The very best salesmen will research their potential client, perhaps simply to find something they have in common to talk about. Mentioning your latest golf exploits at the end of the meeting may well gain favor with a client that has a keen interest in the sport. Some sales persons may take this even further by actually profiling their client, reading any available information associated with the subject to provide a better “sales pitch.” This initial reconnaissance is mirrored in the first stages of a social engineering attack with the target company and the staff research. Social engineers will harvest as much information as they can to increase the chances of perpetrating a successful attack. Consequently, both salesmen and social engineers will take full advantage of getting to know their targets very well.
Additionally social engineers may try to impersonate individuals to elicit sensitive information from their targets. Similarly, the successful sales person may also try impersonation in an attempt to gain a foothold for the sales process. For example, impersonating staff members simply to get a direct telephone number to a particular department or specific staff member or to elicit information on competing sales companies. Social engineers will contact the target company to elicit similar information to aid in further attacks. The only difference is the ultimate objective with the salesman wanting a sale and the social engineer wanting to gain access to sensitive information or to gain information they can use to attack the company in some other way.
Therefore it can be said that salesmen make the best social engineers, with their natural confidence, positive attitude, and experience of effective influencing techniques. Their sole purpose is to sell you a concept or an idea. However, when that concept changes from buying something to giving up your password, you’d best be on your guard, buyers beware!
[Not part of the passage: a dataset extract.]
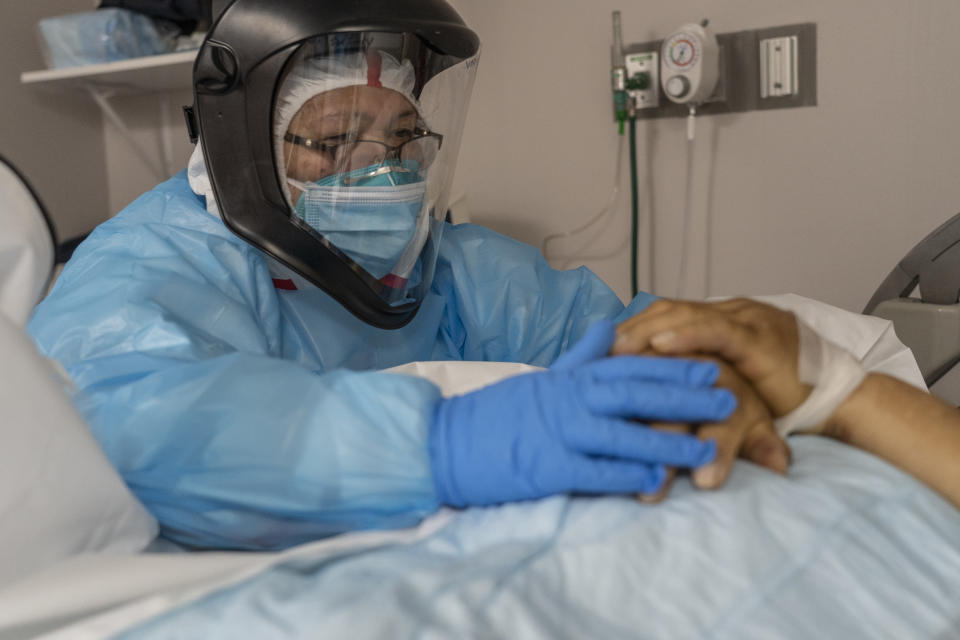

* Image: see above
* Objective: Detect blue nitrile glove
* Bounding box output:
[430,322,737,506]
There are a plethora of individuals in everyday life that use social engineering techniques, not just clever sales persons. In fact you may have used the techniques many times yourself, perhaps to convince a friend to do something or prise some snippet of information out of a colleague. Indeed numerous agencies, departments, organizations or groups are known to employ such techniques as part and parcel of their standard “trade craft.” For example:
• Law enforcement agencies, in order to draw information out of alleged criminal suspects
• Private investigators, to elicit information
• Lawyers, when questioning the witness
• Grifters and Hustlers, when tricking their mark
• even children, when trying to manipulate their parents
• organized criminals when attacking businesses.